André et Josy

18.6.16

La nuit fait son trou et huile le comptoir dans le troquet à l’angle de la rue. Une lumière sale traverse les carreaux. La porte est ouverte et laisse passer des lames de fumée. A l’intérieur, la vie taille au couteau la peau des habitués, tire à bout portant dans les têtes embrumées. Assis au fond de la salle, il y a André et Josy qui se cherchent des noises, noyés qu’ils sont dans l’amour des effluves. Longtemps qu’ils se voient ici, dès potron-minet avant l’embauche pour le petit noir ; puis le soir, quand les ombres tirent sur leurs visages la fadeur du jour, pour un petit jaune ou une Suze cassis. 

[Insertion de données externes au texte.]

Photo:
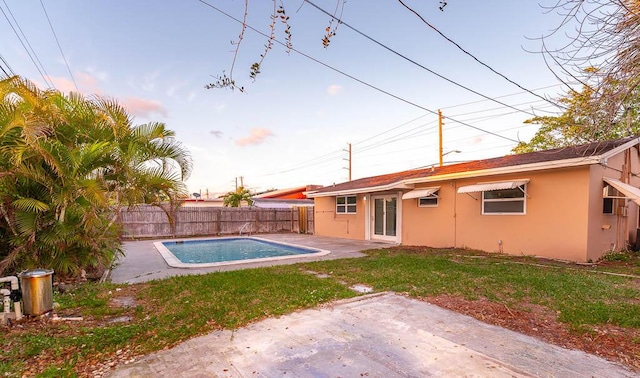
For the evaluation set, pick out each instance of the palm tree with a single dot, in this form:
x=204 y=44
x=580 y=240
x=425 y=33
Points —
x=235 y=199
x=66 y=162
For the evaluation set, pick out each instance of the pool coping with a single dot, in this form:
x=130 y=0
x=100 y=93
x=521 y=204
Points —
x=174 y=262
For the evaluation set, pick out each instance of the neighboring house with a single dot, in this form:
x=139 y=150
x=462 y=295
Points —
x=285 y=198
x=572 y=203
x=206 y=202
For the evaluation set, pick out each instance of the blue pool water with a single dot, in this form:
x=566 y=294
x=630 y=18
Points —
x=231 y=249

Ils ont causé toute la nuit, fumé et bu du Picon comme des cons. André est bourré et quand il est bourré, il raconte sa vie par le menu. Josy écoute et s’occupe de le recharger en Picon pour qu’il n’arrête pas de parler. Il boit puis se vide d’un désespoir qu’il traine depuis des lustres, il lui cause boulot et politique, braille sur le patron comme sur les notables. André est perdu, Josy le sait. Quarante ans qu’il bosse pour le même enfoiré et qu’il encaisse juste assez de quoi se payer des bières. La vie lui a raboté la glotte et depuis, il la graisse. Josy voudrait bien l’embrasser, là maintenant, mais André se rebiffe, ne veut pas de sa bouche qui a baisé tout le quartier. Josy sourit, elle sait que c’est vrai, mais cette nuit André a besoin de ses lèvres comme de l’alcool et du tabac. Il a besoin d’une femme pour cuver sa peine, d’une caresse sur la joue et d’une main sur l’épaule.